The implementation and enforcement of these norms rely on ‘authoritative interpretations’ by
supervisory committees. For example the CESCR provides authoritative interpretation on the
contents of rights enshrined in the ICESCR. With regard to the right to water, which is derived
from articles 11 and 12 ICESCR, the CESCR developed the content of the right to water in some
detail and also set minimum obligations that should be fulfilled by the states parties.
In the end it is the national state that has to develop the instruments to realize these rights.
Human rights might play a role in administrative, civil and criminal law proceedings. Under
Indonesian law, the government can use civil court procedures against private parties (industry)
to secure adequate environmental protection. An alternative would be to use special criminal
procedures against the responsible party. The government could also revoke permits or conduct
coercive measures to end pollution. Finally, the state might be the subject of a legal procedure
itself, when an NGO or a community tries to enforce the state to intervene and take measures.

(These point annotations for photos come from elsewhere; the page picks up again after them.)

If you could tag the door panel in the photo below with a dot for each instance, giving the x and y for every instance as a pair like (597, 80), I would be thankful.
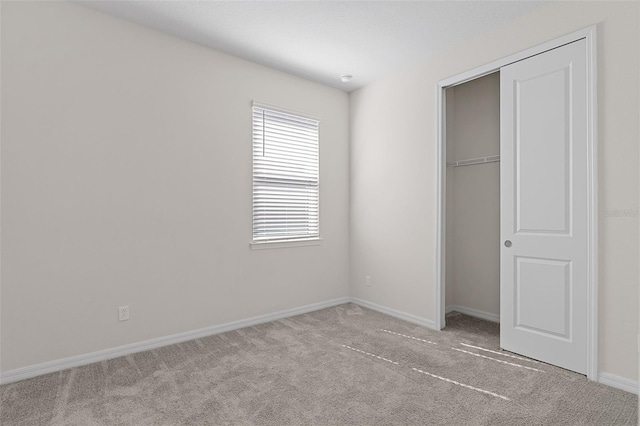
(543, 274)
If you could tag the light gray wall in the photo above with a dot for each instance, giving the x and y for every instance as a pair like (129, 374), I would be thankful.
(473, 196)
(126, 180)
(393, 177)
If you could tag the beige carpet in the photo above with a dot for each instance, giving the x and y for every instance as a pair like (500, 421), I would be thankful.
(339, 366)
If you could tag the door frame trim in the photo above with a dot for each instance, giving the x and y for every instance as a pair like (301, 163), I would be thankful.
(590, 35)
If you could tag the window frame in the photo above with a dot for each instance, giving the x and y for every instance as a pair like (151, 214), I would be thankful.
(284, 241)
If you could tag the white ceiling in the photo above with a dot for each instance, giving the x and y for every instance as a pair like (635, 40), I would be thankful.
(321, 40)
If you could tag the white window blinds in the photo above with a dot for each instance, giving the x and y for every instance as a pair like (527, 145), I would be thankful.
(285, 176)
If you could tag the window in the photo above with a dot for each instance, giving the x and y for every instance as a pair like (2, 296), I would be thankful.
(285, 176)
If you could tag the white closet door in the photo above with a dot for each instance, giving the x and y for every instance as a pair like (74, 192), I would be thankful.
(543, 272)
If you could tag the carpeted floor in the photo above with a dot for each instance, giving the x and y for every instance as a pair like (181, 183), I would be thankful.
(339, 366)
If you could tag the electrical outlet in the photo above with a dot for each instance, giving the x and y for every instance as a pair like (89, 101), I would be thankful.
(123, 313)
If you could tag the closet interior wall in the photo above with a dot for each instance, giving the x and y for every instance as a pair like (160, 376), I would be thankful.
(473, 198)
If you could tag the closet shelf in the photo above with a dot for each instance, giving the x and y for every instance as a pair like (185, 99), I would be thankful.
(474, 161)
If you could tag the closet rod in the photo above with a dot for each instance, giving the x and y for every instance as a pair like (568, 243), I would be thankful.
(474, 161)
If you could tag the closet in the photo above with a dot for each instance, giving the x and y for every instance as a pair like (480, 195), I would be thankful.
(473, 198)
(517, 224)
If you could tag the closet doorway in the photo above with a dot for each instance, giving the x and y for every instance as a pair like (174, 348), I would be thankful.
(517, 205)
(473, 198)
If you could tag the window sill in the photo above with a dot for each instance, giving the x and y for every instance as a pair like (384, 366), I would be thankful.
(285, 243)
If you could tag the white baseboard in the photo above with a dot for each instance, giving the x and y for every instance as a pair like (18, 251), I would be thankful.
(618, 382)
(394, 313)
(473, 313)
(80, 360)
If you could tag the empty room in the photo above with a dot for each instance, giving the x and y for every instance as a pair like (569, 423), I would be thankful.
(319, 212)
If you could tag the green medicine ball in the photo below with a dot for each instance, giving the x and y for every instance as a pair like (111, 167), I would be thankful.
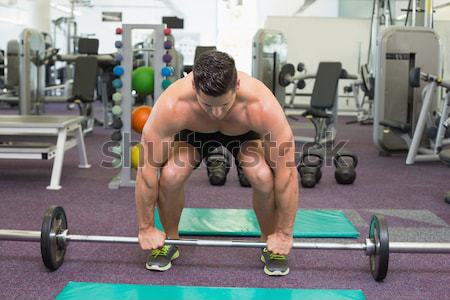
(143, 80)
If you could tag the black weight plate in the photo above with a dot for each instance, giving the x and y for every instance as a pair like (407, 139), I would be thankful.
(286, 70)
(54, 222)
(379, 260)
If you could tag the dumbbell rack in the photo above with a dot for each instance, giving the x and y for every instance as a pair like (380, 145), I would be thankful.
(124, 177)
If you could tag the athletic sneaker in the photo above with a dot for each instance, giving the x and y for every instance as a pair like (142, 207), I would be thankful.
(161, 259)
(274, 264)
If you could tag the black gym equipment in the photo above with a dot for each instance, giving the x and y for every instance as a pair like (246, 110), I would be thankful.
(310, 165)
(116, 136)
(286, 75)
(345, 163)
(218, 165)
(117, 123)
(54, 238)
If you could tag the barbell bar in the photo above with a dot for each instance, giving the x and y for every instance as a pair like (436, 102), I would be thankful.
(54, 238)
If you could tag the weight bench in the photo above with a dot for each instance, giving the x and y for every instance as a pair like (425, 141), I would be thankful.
(66, 128)
(322, 111)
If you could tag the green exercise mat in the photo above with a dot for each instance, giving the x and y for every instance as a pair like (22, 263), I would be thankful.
(108, 291)
(243, 223)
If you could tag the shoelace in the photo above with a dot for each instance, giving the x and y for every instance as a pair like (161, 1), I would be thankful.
(277, 256)
(163, 251)
(274, 256)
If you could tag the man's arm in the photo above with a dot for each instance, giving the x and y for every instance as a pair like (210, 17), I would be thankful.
(279, 148)
(156, 141)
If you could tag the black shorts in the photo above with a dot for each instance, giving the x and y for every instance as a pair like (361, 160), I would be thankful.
(207, 142)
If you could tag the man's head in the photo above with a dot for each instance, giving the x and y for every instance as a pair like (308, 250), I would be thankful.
(215, 82)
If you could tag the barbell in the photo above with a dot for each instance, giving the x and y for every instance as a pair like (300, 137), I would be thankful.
(54, 238)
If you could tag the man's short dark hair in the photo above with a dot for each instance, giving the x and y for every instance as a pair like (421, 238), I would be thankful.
(214, 73)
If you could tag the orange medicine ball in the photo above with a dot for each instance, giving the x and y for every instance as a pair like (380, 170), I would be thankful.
(139, 117)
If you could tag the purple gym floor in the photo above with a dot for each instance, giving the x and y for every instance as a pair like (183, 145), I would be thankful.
(411, 196)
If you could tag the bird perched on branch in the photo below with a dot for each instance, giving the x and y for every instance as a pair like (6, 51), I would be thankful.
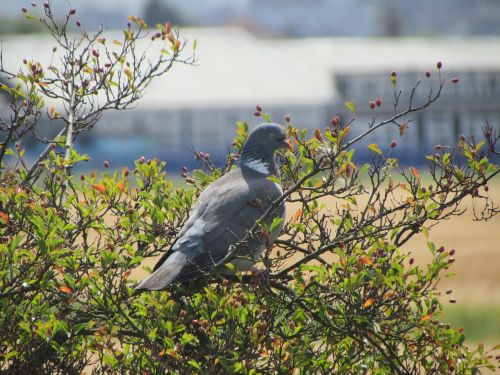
(217, 228)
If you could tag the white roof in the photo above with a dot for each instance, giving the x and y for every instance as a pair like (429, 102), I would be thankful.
(235, 68)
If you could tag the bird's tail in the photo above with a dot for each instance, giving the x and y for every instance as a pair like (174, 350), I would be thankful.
(166, 274)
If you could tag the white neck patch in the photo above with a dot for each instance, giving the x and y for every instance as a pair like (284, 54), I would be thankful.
(257, 165)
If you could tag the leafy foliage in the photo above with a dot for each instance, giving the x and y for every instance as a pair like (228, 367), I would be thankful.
(337, 294)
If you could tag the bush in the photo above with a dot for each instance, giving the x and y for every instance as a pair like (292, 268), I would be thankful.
(336, 296)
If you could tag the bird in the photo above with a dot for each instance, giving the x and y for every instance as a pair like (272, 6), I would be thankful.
(224, 213)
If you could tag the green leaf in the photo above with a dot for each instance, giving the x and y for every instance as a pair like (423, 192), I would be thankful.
(195, 364)
(351, 105)
(275, 224)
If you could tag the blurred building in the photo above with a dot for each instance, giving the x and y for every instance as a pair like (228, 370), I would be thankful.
(195, 107)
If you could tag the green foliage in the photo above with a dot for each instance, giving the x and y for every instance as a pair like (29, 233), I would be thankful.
(338, 295)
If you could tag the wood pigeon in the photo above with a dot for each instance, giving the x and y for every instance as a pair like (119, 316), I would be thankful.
(224, 213)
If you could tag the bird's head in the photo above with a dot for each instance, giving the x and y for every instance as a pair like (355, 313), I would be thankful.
(262, 142)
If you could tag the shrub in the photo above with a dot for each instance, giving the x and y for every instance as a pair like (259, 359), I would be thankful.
(337, 294)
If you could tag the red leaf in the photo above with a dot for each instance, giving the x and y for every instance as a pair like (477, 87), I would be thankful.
(369, 302)
(318, 135)
(99, 187)
(65, 289)
(297, 215)
(426, 317)
(414, 172)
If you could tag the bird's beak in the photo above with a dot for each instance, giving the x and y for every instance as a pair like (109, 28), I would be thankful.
(287, 144)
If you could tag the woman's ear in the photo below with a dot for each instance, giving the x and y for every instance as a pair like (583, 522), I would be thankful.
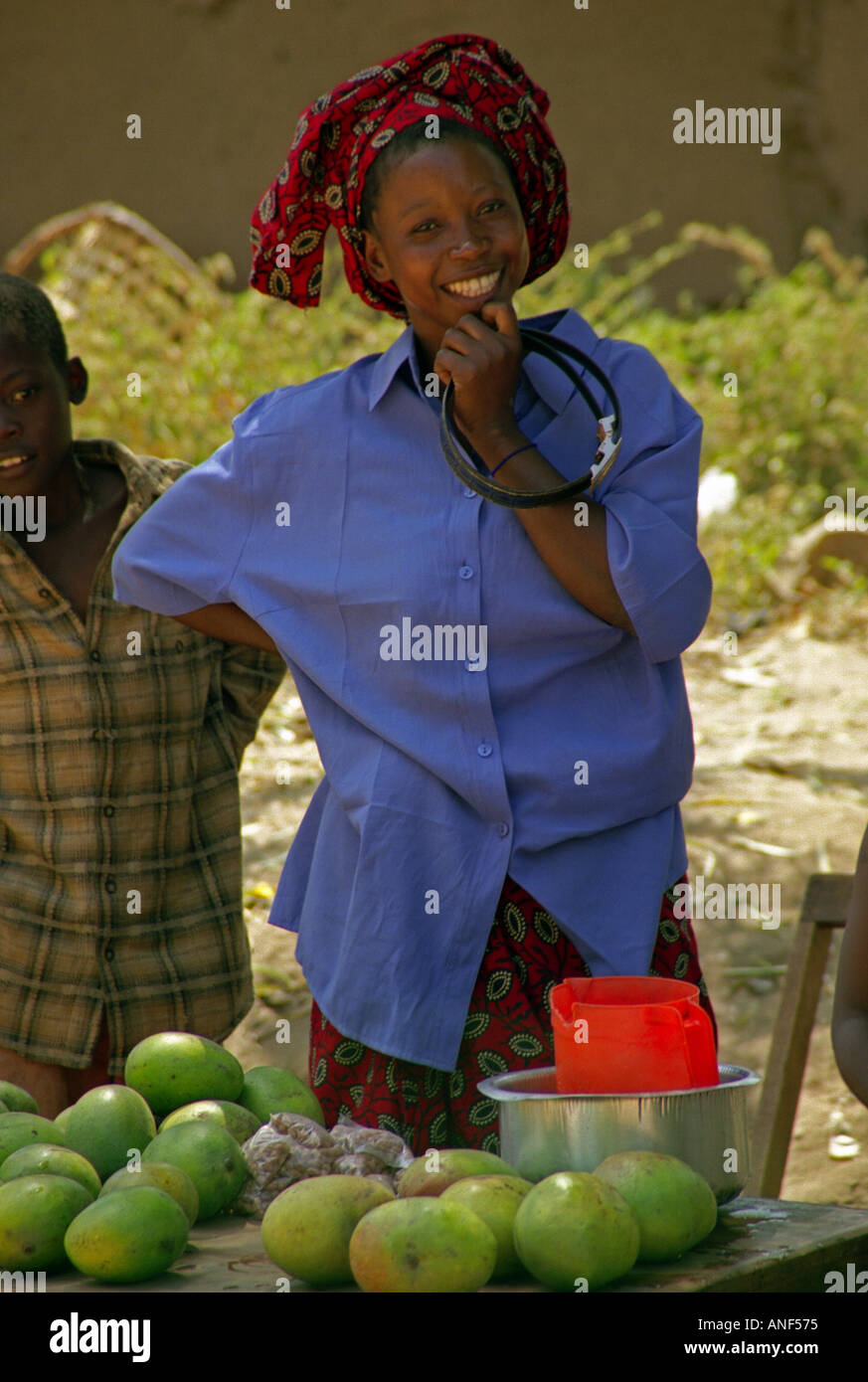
(375, 259)
(77, 380)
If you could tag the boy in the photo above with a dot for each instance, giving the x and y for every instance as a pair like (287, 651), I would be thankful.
(120, 738)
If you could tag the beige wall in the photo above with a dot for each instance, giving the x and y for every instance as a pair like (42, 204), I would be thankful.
(219, 85)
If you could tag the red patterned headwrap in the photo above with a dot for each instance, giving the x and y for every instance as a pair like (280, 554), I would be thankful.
(460, 78)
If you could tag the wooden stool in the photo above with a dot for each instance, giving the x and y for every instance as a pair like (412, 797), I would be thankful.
(824, 907)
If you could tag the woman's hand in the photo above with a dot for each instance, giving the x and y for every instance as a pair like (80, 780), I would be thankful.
(482, 358)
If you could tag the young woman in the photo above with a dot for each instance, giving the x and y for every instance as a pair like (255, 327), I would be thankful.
(496, 694)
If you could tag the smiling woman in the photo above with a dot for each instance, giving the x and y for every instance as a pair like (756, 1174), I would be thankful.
(449, 234)
(474, 839)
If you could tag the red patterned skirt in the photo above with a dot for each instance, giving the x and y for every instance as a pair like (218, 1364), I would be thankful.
(507, 1027)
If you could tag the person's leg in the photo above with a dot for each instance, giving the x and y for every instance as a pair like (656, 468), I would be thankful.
(47, 1084)
(376, 1091)
(79, 1081)
(57, 1087)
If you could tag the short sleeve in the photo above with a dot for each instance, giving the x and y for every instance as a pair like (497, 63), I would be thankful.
(183, 553)
(650, 499)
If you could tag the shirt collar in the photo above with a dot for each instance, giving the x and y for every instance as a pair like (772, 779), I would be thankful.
(400, 353)
(546, 379)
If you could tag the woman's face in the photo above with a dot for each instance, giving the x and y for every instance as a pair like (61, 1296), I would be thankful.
(448, 231)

In all these cases the judiciary might feel the need to deter from the political deliberation of the
exact content of the human right. After all: where the legal content of human rights is not
unambiguous there is room for political debate on the standards that have to be applied. One
might expect that the room for political deliberation is less relevant once there is more scientific
knowledge about the exact causes and consequences of the assumed violation of that social right,
and what has to or can be done to remedy the situation. After all: once the causes are clear, the
actions of the State have to be directed to regulate or to solve these causes. It is less clear though
whether or not the judiciary would be able to recognise these causes and direct the government
to take particular political action, and whether or not his interference through a final verdict
would have an impact.
Against this background we see two potential flaws that form the threshold for an effective
realisation of social human rights, more precisely the right to clean water. On the one hand the
discourse that interprets the human rights in legal proceedings that might not have the
immediate effect that the societal problem at hand is or will be solved. And on the other hand, the
inputs of the scientific knowledge on the causes and consequences of that societal problem that
does not finds its way in policy or standards. What remains is an isolated debate of, on the one
side the legal scholars reflecting on the relevance of human right of water and on the other hand
the sciences discussing the causes and consequences of the lack of access to water.

Governance approach as a solution?
In our research we aim to resolve this isolated debate. We will connect the two discourses and
search for an approach that is both effective from a legal and a practical perspective. This will
result in a (set of) governance tools that can serve as an effective tools to implement the right to
water making use of the existing scientific knowledge. There are various non-legal methods that
might be used considered as tools that are able to bridge the gap between the two discourses
These are mainly procedures such as planning procedures that provide access to citizens and
NGO’s to influence policy decisions. The challenge is to develop such an approach that is adaptive
to technical expertise. This is actual the key question of this research proposal: to which extent would it be possible to develop a procedure with the same safeguards as the legal procedures,
but that is even more adaptive to technical information and that (therefore) provides a more
sustainable, effective solution?
The development of the governance approach will be tested on the in depth knowledge of one or
two cases: examples that show how the access to water is hampered. The choice for these cases
will be made in the course of the research. The cases will be found in Java, near the cities of
Surakarta, Yogyakarta and Bandung. These cities have similar characteristics, have a river that
serves as the main water source and have a developed industry that might cause water pollution.
We will make use of the existing networks of the project partners to identify the actual cases.